In this instant case the evidence shows that the appellant was sentenced to the statutory minimum of 15 years prescribed by law for the offence of robbery which was committed with offensive weapons.


The evidence on record shows that the appellant and his accomplices attacked the complainant and his family with guns and knives and fired gunshots into their house, broke the door to their living room and ransacked the house.

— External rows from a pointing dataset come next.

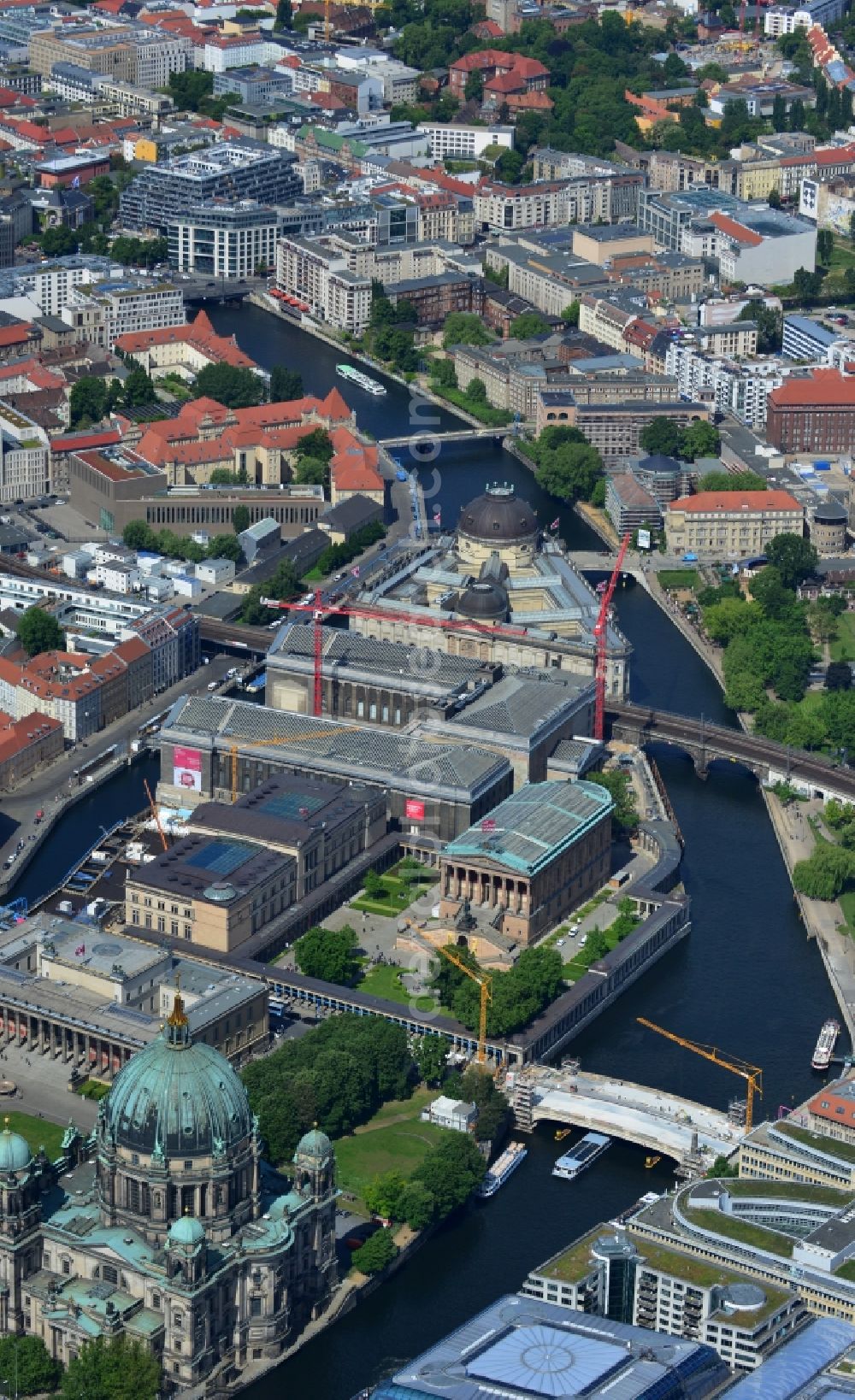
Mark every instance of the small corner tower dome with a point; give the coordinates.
(15, 1151)
(177, 1098)
(315, 1145)
(188, 1232)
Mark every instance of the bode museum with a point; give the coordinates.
(174, 1231)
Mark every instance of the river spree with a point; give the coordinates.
(746, 979)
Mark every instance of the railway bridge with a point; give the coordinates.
(705, 742)
(663, 1123)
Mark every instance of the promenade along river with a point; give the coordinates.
(746, 979)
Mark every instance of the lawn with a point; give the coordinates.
(393, 1138)
(384, 980)
(677, 577)
(38, 1132)
(843, 645)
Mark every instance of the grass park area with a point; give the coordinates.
(843, 644)
(393, 1138)
(38, 1132)
(677, 577)
(384, 980)
(399, 889)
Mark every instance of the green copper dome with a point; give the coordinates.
(314, 1144)
(186, 1231)
(177, 1099)
(15, 1151)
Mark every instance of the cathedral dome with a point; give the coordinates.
(15, 1151)
(498, 517)
(186, 1231)
(177, 1098)
(314, 1144)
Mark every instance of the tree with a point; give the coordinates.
(115, 1369)
(39, 632)
(27, 1367)
(327, 954)
(139, 390)
(824, 874)
(377, 1253)
(286, 384)
(430, 1055)
(699, 440)
(661, 436)
(839, 675)
(793, 556)
(138, 535)
(233, 385)
(531, 324)
(571, 472)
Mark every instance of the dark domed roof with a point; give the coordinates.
(483, 599)
(830, 513)
(659, 462)
(177, 1098)
(498, 517)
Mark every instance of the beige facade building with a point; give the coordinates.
(731, 524)
(538, 856)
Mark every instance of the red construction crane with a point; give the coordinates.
(600, 632)
(318, 609)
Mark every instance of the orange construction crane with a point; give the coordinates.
(600, 636)
(281, 738)
(485, 983)
(751, 1073)
(156, 815)
(319, 608)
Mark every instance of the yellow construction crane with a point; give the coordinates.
(283, 738)
(485, 983)
(751, 1073)
(358, 4)
(156, 815)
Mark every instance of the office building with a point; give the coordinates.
(227, 173)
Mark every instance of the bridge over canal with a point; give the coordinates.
(651, 1117)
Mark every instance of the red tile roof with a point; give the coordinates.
(823, 388)
(735, 502)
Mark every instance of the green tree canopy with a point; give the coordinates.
(378, 1250)
(327, 954)
(27, 1367)
(39, 632)
(115, 1369)
(793, 556)
(228, 384)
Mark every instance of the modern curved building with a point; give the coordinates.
(175, 1232)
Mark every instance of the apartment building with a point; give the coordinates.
(224, 239)
(728, 526)
(230, 173)
(549, 203)
(813, 414)
(630, 1279)
(24, 456)
(318, 276)
(109, 309)
(463, 142)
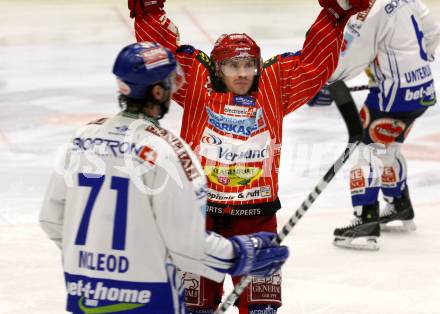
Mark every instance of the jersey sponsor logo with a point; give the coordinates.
(99, 295)
(237, 126)
(362, 16)
(120, 130)
(424, 94)
(270, 61)
(99, 121)
(192, 284)
(234, 176)
(386, 130)
(228, 150)
(247, 101)
(290, 54)
(103, 146)
(357, 181)
(418, 74)
(99, 291)
(177, 145)
(246, 195)
(266, 289)
(201, 192)
(240, 111)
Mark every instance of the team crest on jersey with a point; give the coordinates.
(177, 145)
(362, 16)
(386, 130)
(389, 178)
(192, 284)
(149, 155)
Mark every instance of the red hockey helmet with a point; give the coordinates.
(230, 46)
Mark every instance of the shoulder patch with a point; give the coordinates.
(270, 61)
(186, 49)
(99, 121)
(291, 54)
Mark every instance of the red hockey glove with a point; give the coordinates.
(341, 10)
(142, 7)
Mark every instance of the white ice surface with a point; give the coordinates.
(55, 75)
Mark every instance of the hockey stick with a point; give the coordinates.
(348, 110)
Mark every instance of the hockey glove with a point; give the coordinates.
(322, 98)
(142, 7)
(256, 254)
(341, 10)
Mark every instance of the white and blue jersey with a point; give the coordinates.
(127, 207)
(396, 39)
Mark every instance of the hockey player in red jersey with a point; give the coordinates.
(234, 104)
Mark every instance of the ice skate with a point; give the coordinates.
(398, 215)
(362, 233)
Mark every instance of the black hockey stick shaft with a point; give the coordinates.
(348, 110)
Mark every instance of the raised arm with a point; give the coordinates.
(304, 73)
(152, 24)
(431, 30)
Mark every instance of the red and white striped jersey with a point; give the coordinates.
(238, 138)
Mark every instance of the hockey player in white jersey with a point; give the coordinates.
(396, 40)
(127, 204)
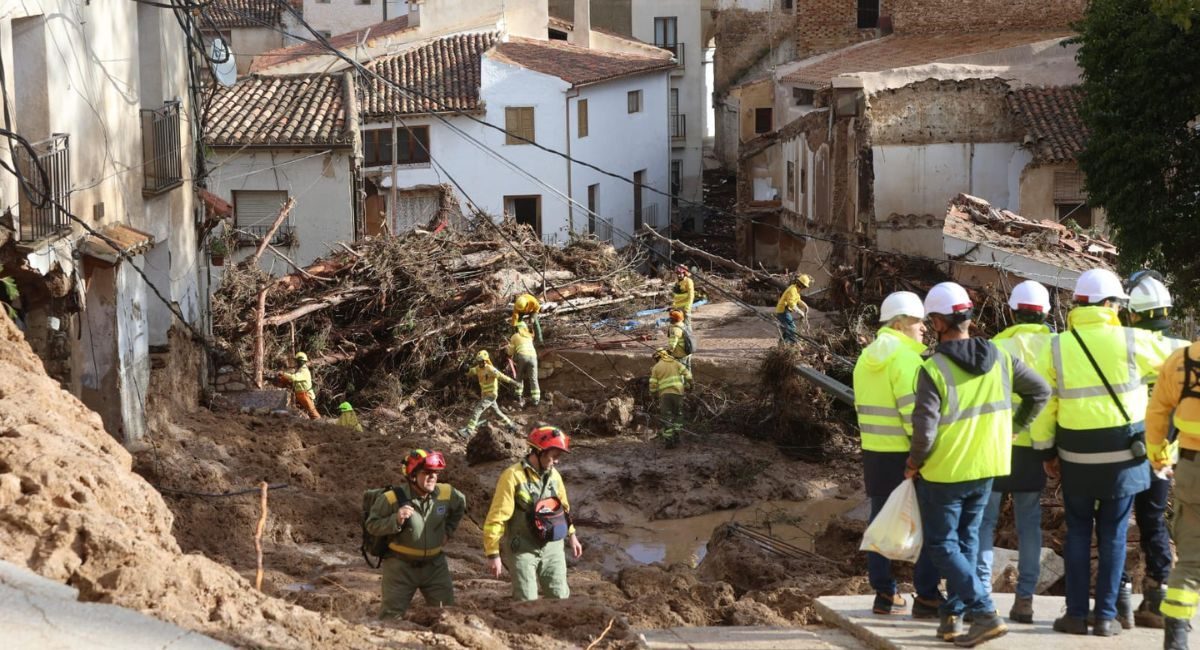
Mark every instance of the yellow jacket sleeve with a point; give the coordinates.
(501, 511)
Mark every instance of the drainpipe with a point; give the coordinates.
(570, 188)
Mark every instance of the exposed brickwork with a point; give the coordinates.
(934, 16)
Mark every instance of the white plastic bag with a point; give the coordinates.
(895, 533)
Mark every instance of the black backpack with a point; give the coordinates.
(373, 546)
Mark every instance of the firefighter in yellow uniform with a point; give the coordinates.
(683, 293)
(1179, 391)
(525, 357)
(418, 519)
(669, 379)
(885, 377)
(301, 386)
(528, 522)
(489, 390)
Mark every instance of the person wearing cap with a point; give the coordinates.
(1150, 306)
(529, 521)
(1027, 339)
(963, 425)
(418, 518)
(885, 377)
(790, 306)
(1099, 371)
(683, 293)
(301, 386)
(525, 357)
(669, 380)
(489, 378)
(348, 419)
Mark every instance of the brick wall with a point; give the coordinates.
(935, 16)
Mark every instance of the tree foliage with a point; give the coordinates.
(1141, 83)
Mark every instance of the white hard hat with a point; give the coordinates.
(1031, 296)
(1149, 294)
(901, 304)
(1097, 284)
(947, 298)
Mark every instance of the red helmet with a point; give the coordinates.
(419, 459)
(550, 438)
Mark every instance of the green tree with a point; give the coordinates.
(1141, 83)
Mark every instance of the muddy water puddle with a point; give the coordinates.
(671, 541)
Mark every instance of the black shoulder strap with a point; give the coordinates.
(1104, 379)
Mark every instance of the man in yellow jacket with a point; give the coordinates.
(885, 377)
(1177, 392)
(669, 380)
(525, 357)
(790, 306)
(529, 521)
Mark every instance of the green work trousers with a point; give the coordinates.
(481, 407)
(527, 374)
(402, 578)
(534, 566)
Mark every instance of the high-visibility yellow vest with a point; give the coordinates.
(885, 380)
(975, 431)
(1030, 343)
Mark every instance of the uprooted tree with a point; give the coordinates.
(1141, 84)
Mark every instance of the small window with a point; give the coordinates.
(519, 124)
(763, 120)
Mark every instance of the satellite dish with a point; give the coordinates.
(226, 72)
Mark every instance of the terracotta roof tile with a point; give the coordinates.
(244, 13)
(447, 70)
(1050, 116)
(298, 109)
(342, 41)
(905, 50)
(576, 65)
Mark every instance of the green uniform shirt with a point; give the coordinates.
(424, 534)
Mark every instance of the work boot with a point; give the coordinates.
(1021, 611)
(1176, 636)
(949, 629)
(1071, 625)
(1149, 614)
(888, 603)
(1125, 605)
(927, 608)
(1107, 627)
(985, 627)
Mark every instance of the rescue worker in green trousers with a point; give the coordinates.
(529, 521)
(418, 518)
(525, 357)
(1027, 339)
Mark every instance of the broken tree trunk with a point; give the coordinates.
(720, 262)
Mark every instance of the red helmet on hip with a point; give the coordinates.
(419, 459)
(550, 438)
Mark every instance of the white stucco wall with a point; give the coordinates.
(642, 137)
(318, 180)
(922, 179)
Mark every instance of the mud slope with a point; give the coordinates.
(72, 511)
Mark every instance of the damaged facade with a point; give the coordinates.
(112, 126)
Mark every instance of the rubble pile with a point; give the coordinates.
(394, 316)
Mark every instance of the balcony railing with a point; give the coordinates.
(678, 126)
(676, 50)
(45, 212)
(161, 149)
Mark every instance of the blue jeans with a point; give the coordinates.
(1111, 522)
(951, 515)
(879, 569)
(1027, 510)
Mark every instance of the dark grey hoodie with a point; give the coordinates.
(975, 355)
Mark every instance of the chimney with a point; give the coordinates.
(582, 32)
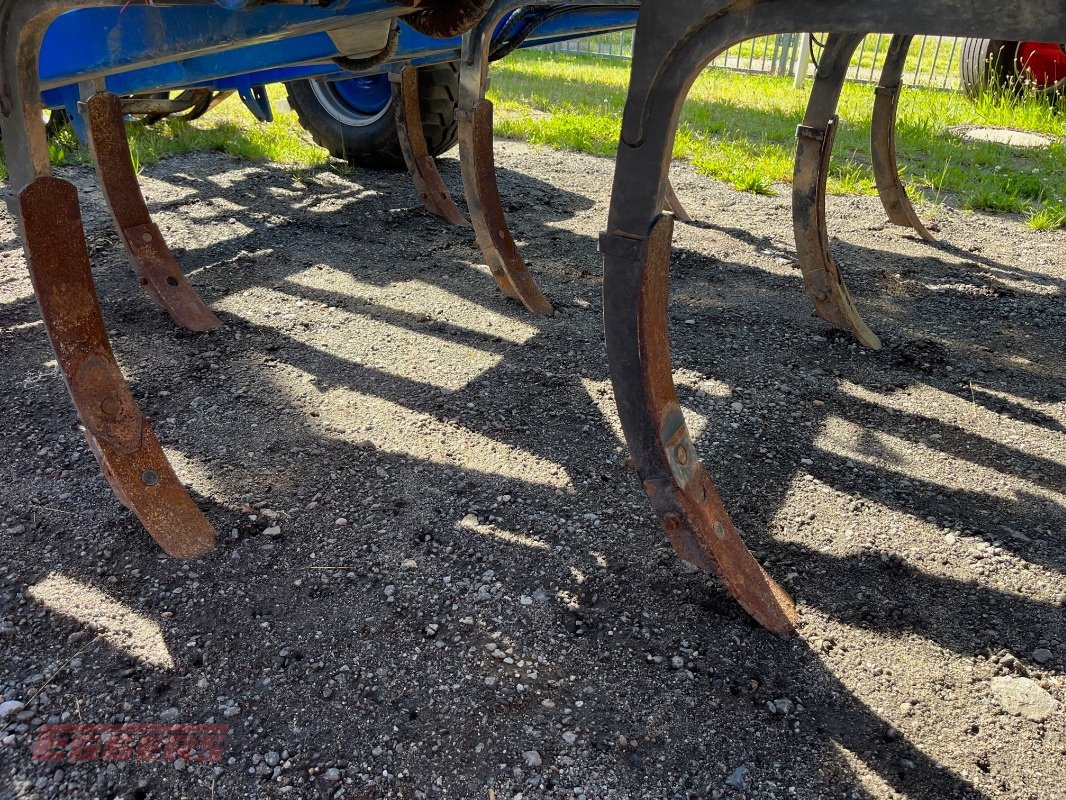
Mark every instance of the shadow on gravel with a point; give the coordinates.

Indeed the evidence of the PW1 Robert Samuel Aryeetey at page 18 to 20 of the Record shows clearly that the appellant was the one who inflicted knife wounds on the arms and buttocks of the PW1 in the course of the robbery and threatened to kill him in the presence of his wife and minor children aged 2 and 5 years respectively.


The trial judge in imposing the 15 year sentence on the appellant had no discretion in the matter having regard to section 149(1) of Act 29/60 as amended.


Indeed, given the violence perpetrated by the appellant and his accomplices, I agree with counsel for the respondent that the trial judge was magnanimous in imposing the statutory minimum sentence of 15 years on the appellant.


In our view the sentence imposed on the appellant was reasonable and cannot be described as harsh and excessive as contended by counsel for the appellant.


Under the circumstances, we find no merit whatsoever in this appeal. The appeal herein against sentence therefore fails and is hereby dismissed.